Ukrainian soldiers' children at a summer camp in Latvia

To rest for a week from the horrors of war and the feelings of insecurity about the parents who have gone to the front, a summer camp organized by the Namejs Foundation for the children of Ukrainian soldiers is taking place, Latvian Television reported on August 3.

The camp is full of activities – bus trips, songs and games, riding motorcycles with Latvian bikers, amusement parks, a trip on Latvian naval partol ship. The days are deliberately so saturated to let the children rest from the thoughts of war for a moment, said the head of the Namejs Foundation, former Commander of the National Armed Forces Raimonds Graube.

“The basic idea is that we load them emotionally so that they forget these tragedies and horrors for this week,” said Graube.

“These are children whose fathers or mothers are on the front, there are also children whose parents have fallen in the war. This is a very emotional camp,” Graube said.

Still, the horrors of war are relentless. For example, in the evenings when the children go to bed, the air-alarm app on their phones alerts them of bombings. 

The Corporal of the National Guard, the head of the camp, Andris Juškāns, said:

“Those alarms they get on a regular basis. Especially tonight, when Kyiv was attacked, many of the children were alerted. It was harder to sleep after those alarms. But they realize they're safe here.”

Viktor Golumbivsky, the camp organizer on the Ukrainian side, said that another thing encouraging these children is the Ukrainian symbols in public places, giving them confidence that Ukrainians are not alone in the fight.

“Every time we leave, kids have tears in their eyes, they don't want to go away. It's the best feedback for our Latvian friends who organize tours and spend time with them,” he said. 

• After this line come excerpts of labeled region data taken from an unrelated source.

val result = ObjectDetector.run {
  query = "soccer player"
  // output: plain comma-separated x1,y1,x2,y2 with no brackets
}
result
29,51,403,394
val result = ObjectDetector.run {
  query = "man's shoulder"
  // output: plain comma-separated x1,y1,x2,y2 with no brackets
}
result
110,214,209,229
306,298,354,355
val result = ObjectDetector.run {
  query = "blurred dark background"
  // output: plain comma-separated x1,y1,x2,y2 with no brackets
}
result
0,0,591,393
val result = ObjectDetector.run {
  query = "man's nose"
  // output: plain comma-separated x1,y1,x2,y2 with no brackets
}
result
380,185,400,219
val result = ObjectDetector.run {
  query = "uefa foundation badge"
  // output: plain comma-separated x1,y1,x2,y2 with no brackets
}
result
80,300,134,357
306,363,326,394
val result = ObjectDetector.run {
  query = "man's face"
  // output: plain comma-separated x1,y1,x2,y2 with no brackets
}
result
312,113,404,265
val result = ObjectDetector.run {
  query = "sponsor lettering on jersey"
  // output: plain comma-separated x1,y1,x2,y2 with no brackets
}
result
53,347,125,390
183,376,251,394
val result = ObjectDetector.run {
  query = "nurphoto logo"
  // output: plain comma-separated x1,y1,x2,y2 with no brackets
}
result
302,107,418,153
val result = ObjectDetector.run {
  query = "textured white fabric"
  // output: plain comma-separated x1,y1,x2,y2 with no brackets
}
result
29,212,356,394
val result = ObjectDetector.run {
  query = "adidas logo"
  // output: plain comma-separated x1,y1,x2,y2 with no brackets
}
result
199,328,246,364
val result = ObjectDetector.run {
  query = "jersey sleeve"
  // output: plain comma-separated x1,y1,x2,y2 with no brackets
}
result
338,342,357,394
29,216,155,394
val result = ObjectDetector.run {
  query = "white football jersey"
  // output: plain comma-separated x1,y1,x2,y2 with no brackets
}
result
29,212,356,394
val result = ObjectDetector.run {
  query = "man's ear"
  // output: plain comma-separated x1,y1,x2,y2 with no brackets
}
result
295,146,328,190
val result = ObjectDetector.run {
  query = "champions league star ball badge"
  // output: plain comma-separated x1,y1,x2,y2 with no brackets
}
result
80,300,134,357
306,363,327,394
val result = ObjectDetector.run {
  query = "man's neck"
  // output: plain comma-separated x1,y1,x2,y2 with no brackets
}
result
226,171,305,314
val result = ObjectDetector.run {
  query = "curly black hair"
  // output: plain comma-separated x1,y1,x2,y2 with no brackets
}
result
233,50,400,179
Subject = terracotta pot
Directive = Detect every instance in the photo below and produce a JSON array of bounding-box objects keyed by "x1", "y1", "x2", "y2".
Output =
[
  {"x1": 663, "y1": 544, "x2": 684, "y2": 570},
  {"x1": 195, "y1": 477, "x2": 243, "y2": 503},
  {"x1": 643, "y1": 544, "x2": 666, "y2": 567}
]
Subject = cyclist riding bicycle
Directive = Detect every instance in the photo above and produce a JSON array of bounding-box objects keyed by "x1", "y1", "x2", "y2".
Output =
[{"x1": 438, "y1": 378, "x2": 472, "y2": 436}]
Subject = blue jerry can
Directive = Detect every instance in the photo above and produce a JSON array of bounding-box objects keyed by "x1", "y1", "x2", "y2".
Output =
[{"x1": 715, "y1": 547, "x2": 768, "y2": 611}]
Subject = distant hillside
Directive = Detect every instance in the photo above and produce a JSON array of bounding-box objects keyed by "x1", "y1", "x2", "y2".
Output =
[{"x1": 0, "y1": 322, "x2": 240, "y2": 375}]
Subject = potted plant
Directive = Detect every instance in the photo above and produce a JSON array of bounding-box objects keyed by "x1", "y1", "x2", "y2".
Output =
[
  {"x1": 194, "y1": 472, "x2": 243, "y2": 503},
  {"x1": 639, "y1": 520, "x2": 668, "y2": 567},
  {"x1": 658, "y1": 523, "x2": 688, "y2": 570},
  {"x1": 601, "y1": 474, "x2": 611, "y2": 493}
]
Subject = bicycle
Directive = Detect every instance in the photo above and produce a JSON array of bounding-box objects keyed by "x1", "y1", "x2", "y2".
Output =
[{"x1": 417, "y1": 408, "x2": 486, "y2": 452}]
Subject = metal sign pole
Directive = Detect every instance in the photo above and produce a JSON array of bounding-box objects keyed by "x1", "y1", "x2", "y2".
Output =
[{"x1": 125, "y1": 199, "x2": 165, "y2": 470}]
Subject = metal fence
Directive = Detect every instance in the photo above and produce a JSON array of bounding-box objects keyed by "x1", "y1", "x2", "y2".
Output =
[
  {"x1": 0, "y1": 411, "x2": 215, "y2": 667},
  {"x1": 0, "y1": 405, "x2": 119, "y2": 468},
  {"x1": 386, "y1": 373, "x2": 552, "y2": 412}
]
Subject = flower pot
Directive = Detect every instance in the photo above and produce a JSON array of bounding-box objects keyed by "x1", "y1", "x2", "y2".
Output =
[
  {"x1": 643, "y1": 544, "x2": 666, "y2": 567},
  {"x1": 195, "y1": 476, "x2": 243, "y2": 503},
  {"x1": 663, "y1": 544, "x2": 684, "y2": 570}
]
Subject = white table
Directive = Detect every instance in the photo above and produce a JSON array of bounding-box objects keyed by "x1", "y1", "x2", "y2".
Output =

Photo: Ģirts Zvirbulis/Latvijas Televisa

Camp members are mostly between the ages of 11 and 13. However, the leaders of the camp have observed that these children are very mature for their age and are particularly well-versed in the details of international policy. On Wednesday, August 2, the President of Latvia Edgars Rinkēvičs was also able to ascertain this while visiting the camp. 

The “Namejs” fund organizes Ukrainian soldiers' child camps in Latvia thanks to donations from Latvian residents, mainly soldiers, as well as companies and organizations.